Le caractère indissociable des deux est tel que, de Salieri (Prima la musica e poi le parole) à Strauss (Capriccio), on en débattra longtemps encore. Même si l’ouvrage qui retient notre attention n’y participe d’aucune manière, son objet étant purement didactique, il rappelle fort justement que « c’est le texte qui était là d’abord (sauf rares exceptions) ; c’est lui que le compositeur a choisi et c’est lui (…) qui a inspiré, voire engendré la musique. Le texte est le message, La musique, la voix, la technique sont à son service. » (p. 97).
Marie-Paule Hallard, chanteuse classique et professeur de chant, s’est passionnée et spécialisée dans l’enseignement du chant français en Allemagne. Clarifier et transmettre à des étudiants étrangers les règles qui font la beauté de notre langue a été sa préoccupation initiale. Au fil des ans et des rencontres, le projet s’est structuré pour aboutir à cette publication. Elle ne devrait pas laisser indifférents tous ceux qui sont en charge de la langue et de sa transmission. Clair, riche et concis, le livre s’adresse en priorité aux chanteurs, maîtres et étudiants, mais aussi à tous ceux dont la voix est le truchement, comédiens, orateurs, professeurs, sans oublier les passionnés de chant lyrique.
Qu’il s’agisse d’émission, de liaisons, des hiatus ou césures, d’accentuation, d’articulation, c’est une mine. La première vertu d’un ouvrage d’enseignement n’est pas de faire rêver. Aussi, le lecteur ne devra pas se laisser rebuter par les cinquante premières pages, essentielles, consacrées à la phonétique du français soutenu, correspondant au niveau de langage requis par les textes mis en musique « classique ». Par nature, la lecture des tableaux explicatifs, est rébarbative, faisant appel au vocabulaire consacré. Mais l’énumération ordonnée en fait un outil de référence.
Suivent trois chapitres, où le mélomane trouvera son miel, centrés sur l’analyse de la prosodie française et de sa traduction musicale. Ils sont consacrés respectivement à la diction, à l’articulation et à l’interprétation. Chacun abonde en conseils judicieux, assortis d’exemples pertinents. Seule réserve, quelque peu dérisoire : semblant minorer l’importance du texte des mélodies de la lyrique médiévale et renaissante, l’auteur préconise une prononciation modernisée pour des raisons d’intelligibilité. Le sujet invite au débat, et Marc Mauillon ne nous démentira pas.

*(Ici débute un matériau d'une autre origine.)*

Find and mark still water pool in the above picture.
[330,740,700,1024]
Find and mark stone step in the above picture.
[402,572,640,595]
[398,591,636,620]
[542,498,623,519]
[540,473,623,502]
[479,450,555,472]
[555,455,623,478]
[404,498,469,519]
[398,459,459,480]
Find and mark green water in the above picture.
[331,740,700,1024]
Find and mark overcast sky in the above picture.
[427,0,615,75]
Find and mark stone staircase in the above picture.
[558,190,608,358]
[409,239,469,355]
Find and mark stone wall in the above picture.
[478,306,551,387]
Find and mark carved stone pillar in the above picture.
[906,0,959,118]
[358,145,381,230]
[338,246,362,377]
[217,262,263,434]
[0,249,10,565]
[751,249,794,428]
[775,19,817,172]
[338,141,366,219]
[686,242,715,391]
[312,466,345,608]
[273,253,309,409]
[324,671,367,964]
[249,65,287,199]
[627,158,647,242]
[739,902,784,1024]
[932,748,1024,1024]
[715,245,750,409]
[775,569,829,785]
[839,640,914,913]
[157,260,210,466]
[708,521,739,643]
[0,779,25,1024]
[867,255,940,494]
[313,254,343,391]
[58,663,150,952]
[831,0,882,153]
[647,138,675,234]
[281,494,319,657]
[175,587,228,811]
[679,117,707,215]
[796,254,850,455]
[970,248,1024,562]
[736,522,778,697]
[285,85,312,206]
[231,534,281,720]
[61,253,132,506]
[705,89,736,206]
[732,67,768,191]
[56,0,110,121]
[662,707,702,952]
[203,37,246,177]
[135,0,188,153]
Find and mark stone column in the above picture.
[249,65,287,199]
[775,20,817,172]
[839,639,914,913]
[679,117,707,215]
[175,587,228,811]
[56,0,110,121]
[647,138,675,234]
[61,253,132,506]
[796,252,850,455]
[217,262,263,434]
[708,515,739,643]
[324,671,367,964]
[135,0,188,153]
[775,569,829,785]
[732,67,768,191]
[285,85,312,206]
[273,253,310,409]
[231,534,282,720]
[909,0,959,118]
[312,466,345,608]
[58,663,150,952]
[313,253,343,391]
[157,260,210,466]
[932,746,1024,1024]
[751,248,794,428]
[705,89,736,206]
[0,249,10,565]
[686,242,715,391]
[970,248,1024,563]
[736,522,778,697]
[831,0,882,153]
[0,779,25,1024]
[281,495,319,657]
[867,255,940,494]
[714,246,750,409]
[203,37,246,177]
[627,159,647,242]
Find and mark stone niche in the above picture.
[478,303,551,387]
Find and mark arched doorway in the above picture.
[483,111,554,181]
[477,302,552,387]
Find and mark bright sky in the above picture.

Les références, dans le texte, et dans la bibliographie finale, sont autant d’invitations à approfondir la réflexion. Deux index, des personnes et des œuvres citées, complètent utilement ce précieux ouvrage, pragmatique, qui répond à la plupart des questions que peuvent se poser les interprètes comme les amateurs. Véritable manuel, ou traité, il satisfait un réel besoin et mérite d’être connu du plus grand nombre.